A pesar del incipiente proceso de paz que se asoma ante nosotros, todavía subsisten rescoldos de la situación de precariedad que viene sufriendo el Estado de Derecho y la separación de poderes en el contexto español.
Uno de los ejemplos palpables a este respecto sigue siendo el papel de la Audiencia Nacional (heredera del infausto Tribunal de Orden Público franquista) en distintos procesos, muchos de los cuales no dejan de representar actuaciones procesales y judiciales de marcado carácter político. Llaman la atención en este contexto la proliferación de fianzas impuestas con carácter cautelar sin fundamento jurídico alguno, el procesamiento de personas como Gorka Agirre y, ayer mismo, la incomprensible y lamentable detención del periodista y director de NOTICIAS DE GIPUZKOA y DIARIO DE NOTICIAS, Pablo Muñoz.
Este uso desproporcionado y, en ocasiones, político, de la Audiencia Nacional vuelve a poner de manifiesto la precariedad y la subversión del Derecho vigente, allí donde la separación de poderes rompe con sus garantías constitucionales para que el poder se ejerza de forma omnímoda y sin sometimiento a la propia Constitución y a su régimen de garantías.
En este caso, además, todo apunta a que la pérfida motivación política no es otra que la de dinamitar ese proceso de paz que tanto ansía nuestra sociedad y que tanto se empeñan en fustigar desde algunos foros.
Con este tipo de actuaciones, meros jueces de instrucción de la Audiencia Nacional suspenden, de hecho y de Derecho, actividades políticas, periodísticas, asociativas o personales sin dirimir responsabilidad penal de ningún tipo. Pero, además, la Audiencia Nacional ha terminado asumiendo la legitimación y competencia para decidir sobre la autorización o no del simple ejercicio de derechos fundamentales que corresponden a todos los ciudadanos.

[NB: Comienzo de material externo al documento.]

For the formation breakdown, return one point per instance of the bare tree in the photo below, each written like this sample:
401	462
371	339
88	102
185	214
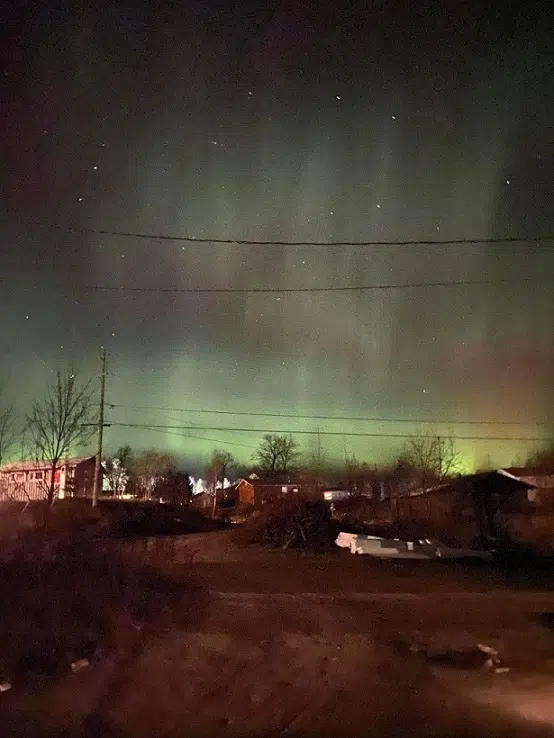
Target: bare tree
433	458
148	469
221	463
277	453
62	421
117	469
9	429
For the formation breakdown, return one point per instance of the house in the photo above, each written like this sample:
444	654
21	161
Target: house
29	480
532	476
258	491
336	495
466	512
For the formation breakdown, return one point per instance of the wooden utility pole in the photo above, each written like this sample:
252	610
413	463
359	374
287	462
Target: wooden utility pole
98	464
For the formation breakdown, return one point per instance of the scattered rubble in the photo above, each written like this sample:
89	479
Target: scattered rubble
457	655
79	665
398	548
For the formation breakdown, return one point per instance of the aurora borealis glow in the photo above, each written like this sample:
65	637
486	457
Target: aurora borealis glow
295	122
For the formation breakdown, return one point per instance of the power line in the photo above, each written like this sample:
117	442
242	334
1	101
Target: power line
329	417
324	433
198	438
286	290
537	240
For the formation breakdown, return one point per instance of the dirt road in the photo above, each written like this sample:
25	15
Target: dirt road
274	644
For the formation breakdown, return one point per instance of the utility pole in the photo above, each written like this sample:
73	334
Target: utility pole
98	464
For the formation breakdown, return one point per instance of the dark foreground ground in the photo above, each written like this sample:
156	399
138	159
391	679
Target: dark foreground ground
279	644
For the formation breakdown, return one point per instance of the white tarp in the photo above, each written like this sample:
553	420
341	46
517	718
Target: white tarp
399	549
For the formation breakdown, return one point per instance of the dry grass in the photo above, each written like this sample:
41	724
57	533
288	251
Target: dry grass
68	595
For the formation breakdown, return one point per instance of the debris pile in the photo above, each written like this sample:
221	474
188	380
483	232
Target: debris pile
292	522
456	656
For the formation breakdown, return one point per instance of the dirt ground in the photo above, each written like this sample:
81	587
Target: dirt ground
280	644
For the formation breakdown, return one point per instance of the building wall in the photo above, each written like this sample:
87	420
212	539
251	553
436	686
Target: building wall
32	484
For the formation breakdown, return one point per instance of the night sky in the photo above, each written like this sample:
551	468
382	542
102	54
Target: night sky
297	122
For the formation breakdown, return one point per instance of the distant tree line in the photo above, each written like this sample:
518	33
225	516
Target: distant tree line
65	419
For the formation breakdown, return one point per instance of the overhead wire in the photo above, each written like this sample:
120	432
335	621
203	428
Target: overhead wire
244	413
542	240
119	288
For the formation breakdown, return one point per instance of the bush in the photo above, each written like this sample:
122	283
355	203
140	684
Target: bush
292	522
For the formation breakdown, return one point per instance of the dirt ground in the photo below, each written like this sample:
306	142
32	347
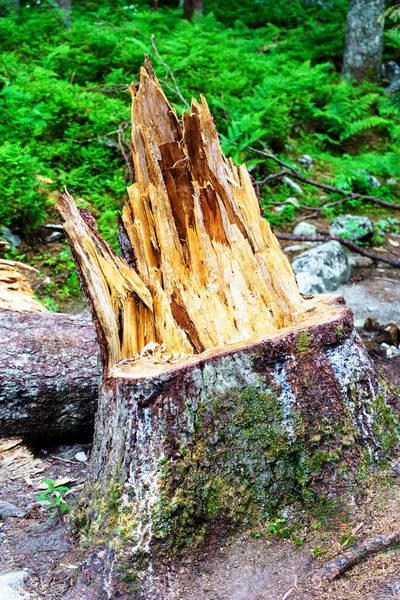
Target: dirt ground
251	566
254	565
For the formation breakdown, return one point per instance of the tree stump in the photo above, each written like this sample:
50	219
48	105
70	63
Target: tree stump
226	395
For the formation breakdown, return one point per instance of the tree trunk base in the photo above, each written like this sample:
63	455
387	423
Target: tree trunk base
229	437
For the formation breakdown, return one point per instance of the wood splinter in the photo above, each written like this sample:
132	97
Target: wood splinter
200	267
226	395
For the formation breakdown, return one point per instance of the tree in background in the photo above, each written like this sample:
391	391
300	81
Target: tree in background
190	7
364	40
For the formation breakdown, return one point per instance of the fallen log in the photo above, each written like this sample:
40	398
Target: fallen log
15	291
49	375
353	556
326	237
226	395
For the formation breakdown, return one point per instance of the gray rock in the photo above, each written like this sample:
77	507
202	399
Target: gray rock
12	238
9	510
299	247
352	227
55	236
322	269
11	586
305	228
295	186
81	457
307	161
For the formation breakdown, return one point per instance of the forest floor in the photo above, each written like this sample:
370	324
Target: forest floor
255	565
252	565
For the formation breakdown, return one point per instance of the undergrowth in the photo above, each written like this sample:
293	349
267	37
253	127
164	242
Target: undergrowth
270	71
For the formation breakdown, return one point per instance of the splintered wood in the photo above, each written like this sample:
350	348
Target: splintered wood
15	291
200	267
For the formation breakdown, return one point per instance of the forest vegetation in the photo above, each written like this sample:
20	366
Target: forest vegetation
271	73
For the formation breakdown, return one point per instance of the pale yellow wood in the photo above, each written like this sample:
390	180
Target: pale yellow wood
15	291
208	270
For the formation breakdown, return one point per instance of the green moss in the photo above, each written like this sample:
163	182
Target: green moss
303	341
385	423
339	331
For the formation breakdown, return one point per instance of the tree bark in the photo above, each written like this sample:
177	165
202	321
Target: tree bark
226	395
190	7
364	40
49	376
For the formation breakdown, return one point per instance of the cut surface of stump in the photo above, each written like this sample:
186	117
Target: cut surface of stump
226	395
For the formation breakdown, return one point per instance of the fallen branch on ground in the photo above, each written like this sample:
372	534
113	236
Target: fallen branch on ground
353	556
49	375
325	237
289	171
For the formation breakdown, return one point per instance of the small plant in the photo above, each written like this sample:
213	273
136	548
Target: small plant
54	496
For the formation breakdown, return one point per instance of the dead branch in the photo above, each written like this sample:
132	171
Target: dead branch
325	237
353	556
290	171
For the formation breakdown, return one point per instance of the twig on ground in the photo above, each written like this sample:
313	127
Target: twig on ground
170	71
325	237
291	172
353	556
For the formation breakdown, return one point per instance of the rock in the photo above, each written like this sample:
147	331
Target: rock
9	510
322	269
391	76
299	247
305	228
356	260
373	181
292	200
307	161
81	457
295	186
12	238
11	586
351	227
391	351
55	236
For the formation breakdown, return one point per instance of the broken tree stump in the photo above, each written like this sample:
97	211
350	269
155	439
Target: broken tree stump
226	395
49	376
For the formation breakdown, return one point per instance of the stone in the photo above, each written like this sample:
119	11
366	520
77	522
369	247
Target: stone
305	228
352	227
299	247
295	186
55	236
9	510
322	269
292	200
81	457
12	238
11	586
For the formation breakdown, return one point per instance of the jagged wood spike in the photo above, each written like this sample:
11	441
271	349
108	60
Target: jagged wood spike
208	270
222	394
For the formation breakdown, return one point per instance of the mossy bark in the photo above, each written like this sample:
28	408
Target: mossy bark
231	439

En suma, el ejercicio de los derechos fundamentales es objeto de concesión o desestimación por la Audiencia Nacional para decidir cuándo, dónde y cómo pueden determinadas personas o colectivos ejercer esos derechos fundamentales reconocidos abiertamente por la Constitución, pero sistemáticamente coartados por jueces de instrucción como Baltasar Garzón o Fernando Grande-Marlaska.
Pese a todo, del propio Derecho Internacional y de la Constitución española "vigente" se desprende que los derechos fundamentales no pueden ser objeto de concesión por parte del legislador, del ejecutivo o del poder judicial.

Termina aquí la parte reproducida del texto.